Given its high expression levels in the embryonic nervous system, we
scrutinised this tissue more carefully after staining embryos with Hoechst
dye. Indeed, by stage 12, we detected cells in the VNC and brain with
abnormally large nuclei (Fig.
1B,C). We estimate that the volumes of the borr mutant
VNC nuclei are on average 3 times larger than those of wild-type VNC
nuclei (Fig. 1D). This implies
an increased DNA content (>2N) of the mutant cells, and suggests that
borr loss affects the divisions of VNC cells. We also observed
similarly oversized nuclei in other tissues (in addition to severe
morphological defects such as failure of germ band retraction), after
injection of borr dsRNA into wild-type embryos, which potentially
also depletes maternal gene product (not shown).

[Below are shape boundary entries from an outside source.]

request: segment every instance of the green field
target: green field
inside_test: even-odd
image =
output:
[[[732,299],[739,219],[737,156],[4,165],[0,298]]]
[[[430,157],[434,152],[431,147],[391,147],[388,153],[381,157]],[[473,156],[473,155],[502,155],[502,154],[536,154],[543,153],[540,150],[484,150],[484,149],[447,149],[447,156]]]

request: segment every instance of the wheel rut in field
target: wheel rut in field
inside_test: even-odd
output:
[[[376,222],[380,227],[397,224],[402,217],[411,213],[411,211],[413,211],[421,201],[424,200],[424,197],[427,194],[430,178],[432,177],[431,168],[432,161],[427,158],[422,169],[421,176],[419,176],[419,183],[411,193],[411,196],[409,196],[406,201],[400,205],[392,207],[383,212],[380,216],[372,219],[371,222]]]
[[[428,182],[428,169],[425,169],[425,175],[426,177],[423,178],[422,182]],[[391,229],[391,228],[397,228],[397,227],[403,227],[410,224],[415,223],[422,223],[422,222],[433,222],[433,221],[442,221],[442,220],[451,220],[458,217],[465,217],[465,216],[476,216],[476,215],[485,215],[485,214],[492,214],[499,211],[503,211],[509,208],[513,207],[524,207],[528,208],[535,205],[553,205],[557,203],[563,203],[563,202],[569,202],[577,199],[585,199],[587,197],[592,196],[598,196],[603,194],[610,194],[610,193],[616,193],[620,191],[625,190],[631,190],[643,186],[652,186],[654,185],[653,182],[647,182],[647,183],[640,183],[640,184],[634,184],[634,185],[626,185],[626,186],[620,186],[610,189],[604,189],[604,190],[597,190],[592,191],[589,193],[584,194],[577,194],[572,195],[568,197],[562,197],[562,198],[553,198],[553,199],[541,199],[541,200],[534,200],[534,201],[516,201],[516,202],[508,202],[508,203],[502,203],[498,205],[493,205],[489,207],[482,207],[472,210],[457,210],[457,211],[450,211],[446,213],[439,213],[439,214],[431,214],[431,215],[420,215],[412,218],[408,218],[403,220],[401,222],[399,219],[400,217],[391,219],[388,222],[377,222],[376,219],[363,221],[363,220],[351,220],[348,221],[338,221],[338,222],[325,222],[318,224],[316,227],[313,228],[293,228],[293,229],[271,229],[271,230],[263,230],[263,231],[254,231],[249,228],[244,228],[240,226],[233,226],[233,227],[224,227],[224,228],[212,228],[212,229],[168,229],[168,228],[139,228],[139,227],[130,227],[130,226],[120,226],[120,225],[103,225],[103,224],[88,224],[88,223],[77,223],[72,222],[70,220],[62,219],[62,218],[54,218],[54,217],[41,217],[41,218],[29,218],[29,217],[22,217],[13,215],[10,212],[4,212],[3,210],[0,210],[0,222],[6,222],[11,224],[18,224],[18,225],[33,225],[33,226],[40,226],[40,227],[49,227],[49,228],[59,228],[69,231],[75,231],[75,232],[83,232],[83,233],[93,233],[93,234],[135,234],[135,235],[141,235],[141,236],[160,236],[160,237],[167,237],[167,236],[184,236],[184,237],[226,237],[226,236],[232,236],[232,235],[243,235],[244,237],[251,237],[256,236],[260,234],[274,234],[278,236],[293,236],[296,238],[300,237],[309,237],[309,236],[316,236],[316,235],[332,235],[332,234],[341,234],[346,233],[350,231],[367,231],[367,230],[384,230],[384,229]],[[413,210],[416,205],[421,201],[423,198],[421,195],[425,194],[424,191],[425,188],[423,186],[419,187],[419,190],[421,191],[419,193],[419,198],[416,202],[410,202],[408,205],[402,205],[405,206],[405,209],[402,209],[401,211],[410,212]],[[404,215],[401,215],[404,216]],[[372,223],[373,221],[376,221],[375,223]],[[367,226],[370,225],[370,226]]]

Thus, borr loss
appears to affect many, if not all, dividing cells in the embryo.
To monitor the mitotic events that are affected in the borr mutant
embryos, we stained these embryos with an antibody against serine 10
phosphorylated histone H3 (P-H3), a histone modification specifically found in
mitotic cells that has been ascribed to Aurora B kinase activity in several
organisms, including Drosophila (see below)
(Giet and Glover, 2001;
Hsu et al., 2000
). Counting
the mitotic cells per hemi-neuromere in wild-type and borr mutant
embryos, we found that these numbers were reduced significantly in the
mutants, to
50% of the wild type at stage 12, and to
20% at stage 14
(Fig. 2A; see also
Fig. 4). Our estimates suggest
that, in mutant embryos, the overall number of cells per hemi-neuromere is
also lower than normal (although it is technically difficult to obtain
accurate counts of total cell numbers). Nevertheless, these counts suggest
that the fraction of mitotic cells (i.e. the mitotic index) in the VNC of
borr mutant embryos may be reduced compared with the wild type.

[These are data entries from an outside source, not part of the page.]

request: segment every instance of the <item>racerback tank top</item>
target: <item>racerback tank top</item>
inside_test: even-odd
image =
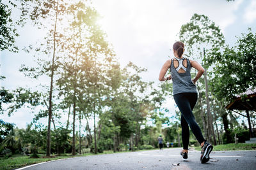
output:
[[[187,60],[187,67],[183,65],[183,60]],[[170,67],[170,71],[172,74],[173,81],[173,95],[179,93],[190,92],[197,93],[196,86],[191,80],[190,71],[191,66],[189,60],[186,58],[177,59],[179,62],[179,66],[175,68],[173,64],[173,59],[172,59],[172,64]],[[180,69],[183,69],[185,73],[179,73]]]

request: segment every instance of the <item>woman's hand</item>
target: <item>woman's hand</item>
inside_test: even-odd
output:
[[[168,60],[163,66],[162,69],[160,71],[159,77],[158,78],[158,80],[160,81],[166,81],[167,80],[166,78],[168,78],[168,80],[171,80],[170,76],[167,78],[164,78],[164,75],[166,73],[168,69],[170,68],[171,64],[172,64],[172,60]]]
[[[195,78],[192,79],[191,80],[192,80],[192,82],[194,83],[194,85],[196,85],[196,81],[195,81]]]
[[[166,80],[171,80],[171,79],[172,79],[172,76],[170,74],[168,75]]]

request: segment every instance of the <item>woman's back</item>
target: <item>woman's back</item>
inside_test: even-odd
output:
[[[196,87],[192,81],[189,60],[186,58],[172,59],[170,70],[173,80],[173,95],[179,93],[197,93]]]

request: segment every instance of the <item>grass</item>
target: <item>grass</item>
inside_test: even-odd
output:
[[[195,147],[195,150],[201,150],[201,147]],[[229,143],[214,146],[214,151],[228,150],[256,150],[256,143]]]
[[[69,157],[86,156],[89,155],[93,155],[93,154],[85,153],[83,155],[77,155],[76,156],[72,156],[70,154],[66,154],[65,156],[63,155],[56,156],[56,157],[53,156],[51,158],[44,158],[44,155],[40,155],[40,158],[38,159],[29,158],[29,156],[14,155],[12,157],[10,157],[8,159],[0,159],[0,167],[1,167],[0,169],[4,170],[9,170],[43,162],[47,162],[61,159],[67,159]]]
[[[214,151],[256,150],[256,143],[238,143],[238,144],[230,143],[227,145],[220,145],[214,146]],[[201,148],[199,146],[195,147],[195,149],[196,150],[199,150],[199,151],[201,150]],[[156,148],[156,150],[159,149]],[[114,152],[111,150],[104,151],[102,153],[99,153],[99,155],[109,154],[109,153],[114,153]],[[56,157],[53,156],[51,158],[44,158],[44,155],[40,155],[40,158],[38,159],[31,159],[29,158],[29,156],[14,155],[12,157],[8,159],[0,159],[0,167],[1,169],[9,170],[43,162],[51,161],[61,159],[67,159],[74,157],[87,156],[87,155],[94,155],[94,154],[91,153],[88,153],[82,155],[76,155],[76,156],[72,156],[70,154],[65,154],[65,155],[62,155],[61,156],[56,156]]]

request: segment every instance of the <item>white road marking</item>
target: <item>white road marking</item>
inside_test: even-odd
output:
[[[214,156],[211,156],[210,157],[241,157],[242,156],[218,156],[218,155],[214,155]]]
[[[166,157],[166,156],[168,156],[168,157],[181,157],[180,155],[156,155],[156,154],[154,154],[154,155],[150,155],[150,154],[146,154],[146,153],[138,153],[138,155],[144,155],[144,156],[150,156],[150,155],[152,155],[152,156],[154,156],[154,157]],[[212,156],[212,155],[211,155],[210,156],[210,157],[242,157],[243,156],[240,156],[240,155],[236,155],[236,156],[222,156],[222,155],[214,155],[214,156]]]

To see whether the borr mutation affects a specific mitotic stage, we classified each P-H3-positive cell as one of four different mitotic stages (based on the shapes of their chromatin masses; see below), and we determined the frequencies of these stages as a percentage of the total of mitotic cells. This revealed that the percentages of prophase and prometaphase cells were higher in borr mutants compared with the wild type, whereas anaphases and telophases were underrepresented in the mutants (Fig. 2B,C). This profile shift of the mitotic stages appears to be progressive during embryonic development, and becomes more pronounced by stage 14 when telophases have become exceedingly rare (Fig. 2C), maybe as a result of cumulative defects during consecutive abnormal cell divisions. This profile shift suggests that borr loss causes a severe attenuation, or block, prior to metaphase.

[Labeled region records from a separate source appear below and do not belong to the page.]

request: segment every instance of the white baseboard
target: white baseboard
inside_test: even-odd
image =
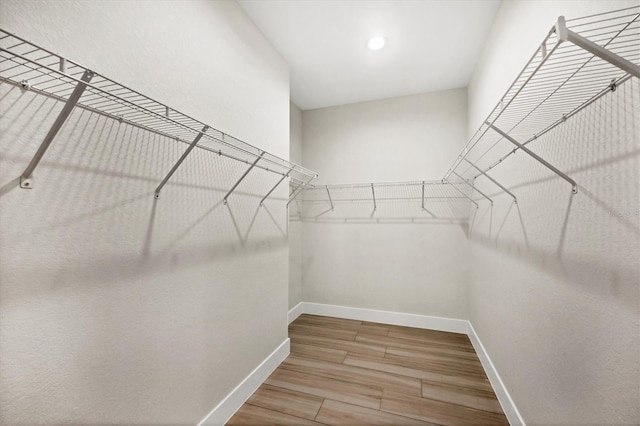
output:
[[[291,310],[289,310],[289,322],[288,324],[291,324],[293,321],[295,321],[296,318],[298,318],[300,315],[302,315],[302,309],[303,308],[303,304],[302,302],[298,303],[296,306],[294,306],[293,308],[291,308]]]
[[[429,330],[463,333],[469,336],[478,358],[484,367],[487,377],[493,386],[498,401],[511,425],[523,425],[525,422],[511,399],[500,375],[498,374],[489,354],[485,350],[473,326],[467,320],[432,317],[427,315],[405,314],[401,312],[379,311],[374,309],[352,308],[349,306],[325,305],[321,303],[301,302],[293,307],[288,314],[289,324],[301,314],[323,315],[335,318],[355,319],[360,321],[380,322],[406,327],[425,328]],[[269,375],[289,355],[290,342],[285,340],[271,353],[255,370],[227,395],[198,426],[224,425],[233,414],[245,403],[253,392],[269,377]]]
[[[282,342],[278,348],[271,353],[255,370],[251,372],[234,390],[225,397],[204,419],[198,423],[198,426],[222,426],[247,399],[267,380],[269,375],[280,365],[284,359],[289,356],[290,341],[289,338]]]
[[[509,391],[507,391],[506,386],[502,382],[496,367],[491,362],[491,358],[489,358],[489,354],[485,350],[480,338],[476,334],[476,330],[471,325],[471,322],[467,321],[468,330],[467,335],[469,336],[469,340],[471,340],[471,344],[473,344],[473,348],[476,350],[478,354],[478,358],[480,358],[480,362],[482,363],[482,367],[484,371],[487,373],[487,377],[489,377],[489,381],[491,382],[491,386],[493,386],[493,390],[496,393],[496,397],[498,397],[498,401],[500,401],[500,405],[502,406],[502,410],[504,411],[505,416],[509,420],[511,425],[525,425],[524,419],[520,415],[520,412],[516,408],[516,405],[513,403],[513,399],[511,399],[511,395],[509,395]]]
[[[360,321],[381,322],[384,324],[405,327],[428,328],[431,330],[449,331],[467,334],[466,320],[431,317],[427,315],[404,314],[401,312],[378,311],[375,309],[351,308],[348,306],[324,305],[321,303],[303,302],[305,314],[324,315],[328,317],[355,319]]]
[[[298,305],[300,306],[300,305]],[[291,313],[298,309],[296,306],[294,309],[289,311],[289,318],[292,318]],[[305,314],[311,315],[323,315],[328,317],[336,317],[336,318],[346,318],[346,319],[355,319],[360,321],[371,321],[371,322],[381,322],[384,324],[393,324],[393,325],[401,325],[405,327],[416,327],[416,328],[426,328],[429,330],[440,330],[440,331],[449,331],[452,333],[462,333],[469,336],[469,340],[473,344],[473,347],[478,354],[478,358],[482,363],[482,367],[487,373],[487,377],[489,377],[489,381],[491,382],[491,386],[496,393],[496,397],[498,401],[500,401],[500,405],[502,406],[502,410],[504,414],[507,416],[509,423],[511,425],[525,425],[520,412],[516,408],[516,405],[513,403],[513,399],[509,395],[507,388],[505,387],[502,379],[498,375],[498,372],[491,362],[491,358],[489,358],[489,354],[482,346],[482,342],[480,342],[480,338],[476,334],[471,323],[467,320],[453,319],[453,318],[442,318],[442,317],[432,317],[427,315],[416,315],[416,314],[404,314],[401,312],[390,312],[390,311],[378,311],[374,309],[363,309],[363,308],[352,308],[349,306],[336,306],[336,305],[325,305],[322,303],[302,303],[302,312]],[[295,315],[295,318],[300,316],[300,313]],[[293,320],[291,320],[293,321]],[[290,322],[291,322],[290,321]]]

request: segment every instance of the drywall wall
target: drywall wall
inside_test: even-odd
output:
[[[469,86],[470,131],[558,15],[637,2],[503,2]],[[640,84],[620,86],[530,145],[570,185],[518,153],[478,179],[470,320],[529,424],[638,424]],[[493,234],[489,236],[489,223]]]
[[[290,103],[289,159],[302,164],[302,111]],[[289,309],[302,302],[302,222],[289,216]]]
[[[321,171],[319,184],[440,179],[465,142],[466,91],[302,116],[303,164]],[[335,202],[324,213],[292,203],[304,217],[305,302],[467,318],[463,224],[432,219],[419,198],[380,202],[375,212],[370,201]]]
[[[232,1],[3,1],[0,26],[288,157],[287,65]],[[287,190],[0,85],[0,423],[196,424],[287,338]]]

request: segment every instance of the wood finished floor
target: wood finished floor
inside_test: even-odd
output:
[[[508,425],[464,334],[301,315],[228,425]]]

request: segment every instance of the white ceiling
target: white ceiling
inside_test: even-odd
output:
[[[303,110],[464,87],[499,0],[239,0]],[[371,36],[387,44],[370,51]]]

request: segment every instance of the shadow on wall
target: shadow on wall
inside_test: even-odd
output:
[[[155,199],[186,145],[79,108],[36,169],[34,188],[20,189],[17,176],[62,103],[7,84],[0,97],[4,284],[117,283],[287,246],[284,185],[259,206],[278,175],[250,173],[223,205],[247,166],[196,149]]]
[[[576,180],[578,194],[523,152],[491,172],[517,204],[477,179],[494,206],[478,200],[470,239],[637,311],[639,101],[640,83],[631,79],[530,145]]]

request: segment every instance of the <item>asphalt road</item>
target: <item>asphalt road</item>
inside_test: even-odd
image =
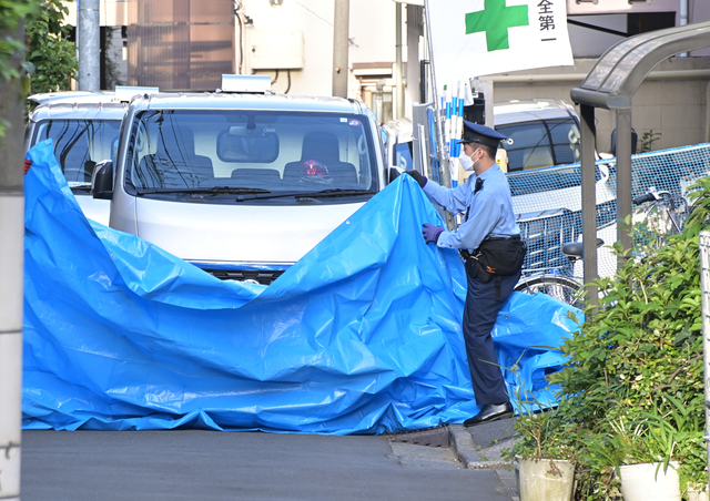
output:
[[[200,430],[24,431],[21,488],[22,501],[511,499],[448,449]]]

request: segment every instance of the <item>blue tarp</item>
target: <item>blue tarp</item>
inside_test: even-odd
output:
[[[383,433],[478,411],[460,331],[465,272],[400,176],[270,287],[220,282],[83,217],[40,143],[26,176],[24,429]],[[501,366],[540,384],[576,328],[514,294]],[[516,377],[508,374],[511,391]]]

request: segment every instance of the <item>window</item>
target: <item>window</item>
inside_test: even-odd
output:
[[[579,162],[579,126],[574,119],[524,122],[497,126],[511,144],[503,143],[508,154],[508,172]]]
[[[113,159],[119,120],[45,120],[38,124],[34,144],[48,139],[71,187],[91,186],[97,162]]]
[[[369,124],[353,114],[146,111],[132,136],[126,184],[136,190],[378,190]]]

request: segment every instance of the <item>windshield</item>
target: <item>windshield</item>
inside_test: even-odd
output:
[[[97,162],[113,159],[120,120],[45,120],[37,125],[34,144],[48,139],[71,187],[91,187]]]
[[[508,137],[508,172],[549,167],[579,162],[579,126],[574,119],[539,120],[496,126]]]
[[[131,134],[124,183],[132,193],[255,188],[262,195],[248,200],[282,200],[275,195],[378,190],[369,124],[353,114],[146,111]]]

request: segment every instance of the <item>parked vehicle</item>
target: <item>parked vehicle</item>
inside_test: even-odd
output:
[[[508,137],[508,172],[579,162],[579,116],[571,104],[535,98],[496,102],[493,110],[496,131]]]
[[[271,284],[385,186],[364,103],[273,94],[260,79],[135,98],[93,183],[110,226],[219,278]]]
[[[37,105],[24,131],[24,151],[51,139],[57,161],[84,215],[109,224],[110,201],[91,196],[95,164],[114,156],[128,101],[152,88],[118,88],[102,92],[51,92],[28,100]]]

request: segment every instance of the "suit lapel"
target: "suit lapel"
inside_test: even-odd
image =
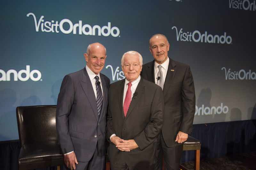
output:
[[[130,105],[129,106],[129,109],[127,111],[127,114],[124,119],[124,121],[125,121],[125,120],[129,117],[132,111],[132,110],[136,105],[136,104],[140,100],[140,97],[141,97],[141,95],[142,95],[142,94],[143,94],[145,90],[145,85],[144,84],[143,79],[141,77],[140,80],[140,82],[139,82],[138,85],[137,86],[137,88],[136,88],[136,90],[135,90],[135,92],[137,92],[138,93],[137,96],[137,97],[136,97],[136,98],[132,97],[132,101],[131,101]]]
[[[167,91],[170,88],[172,80],[174,78],[176,72],[177,71],[177,68],[176,67],[176,64],[173,60],[169,58],[169,65],[168,66],[168,69],[166,74],[166,77],[164,81],[164,97],[165,95],[167,94]]]
[[[154,68],[154,64],[155,60],[153,60],[150,62],[148,65],[145,68],[146,70],[145,70],[147,74],[147,76],[148,80],[149,81],[156,83],[155,81],[155,69]]]
[[[97,105],[96,104],[96,99],[95,98],[95,94],[92,86],[92,83],[89,77],[89,75],[87,73],[85,67],[83,70],[83,78],[81,82],[81,85],[85,95],[89,99],[88,100],[92,106],[95,118],[98,121],[99,120],[99,116]]]

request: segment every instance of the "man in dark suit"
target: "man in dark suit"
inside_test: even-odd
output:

Two further features were noticeable in the P-H3 staining patterns of the
borr mutant VNC cells. First, many of the rare anaphases detected at
stage 12 appeared abnormal, showing evidence of uneven segregation of
chromatin (Fig. 2D; see also
Figs 3,
5). Second, the P-H3 staining
intensity was reduced markedly, which is particularly noticeable during
metaphase, but also during telophase when P-H3 staining normally fades away
(Fig. 2D; see also
Fig. 4). These observations are
consistent with the profile shift of the mitotic stages in borr
mutant embryos (Fig. 2B,C), and
they underscore the notion that the first major defect during the mutant cell
cycle occurs prior to metaphase. A similar prometaphase block has been
reported for human Borealin (Gassmann et
al., 2004) and for other CPC components in Drosophila
cells (Adams et al., 2001
;
Giet and Glover, 2001
).
Borr colocalises with CPC components
In order to observe the subcellular localisation of Borr,
Drosophila DmD8 cells were transfected with a construct encoding
GFP-tagged full-length Borr. As expected, GFP-Borr is associated with
chromatin during prometaphase (Eggert et
al., 2004) (not shown), and is subsequently concentrated at the
central spindle midbody and at the cell cortex in the cleavage furrow during
telophase and cytokinesis (Fig.
3A-C,E,F). We shall refer to this pattern as `localisation to the
mitotic spindle'. Significantly, GFP-Borr colocalises with both endogenous
Aurora B and Incenp (Fig.
3B-G), in agreement with the results by Eggert et al.
(Eggert et al., 2004
), who
also observed co-localisation of Borr and Aurora B throughout mitosis. These
results are consistent with Borr being a CPC component, like its vertebrate
counterparts.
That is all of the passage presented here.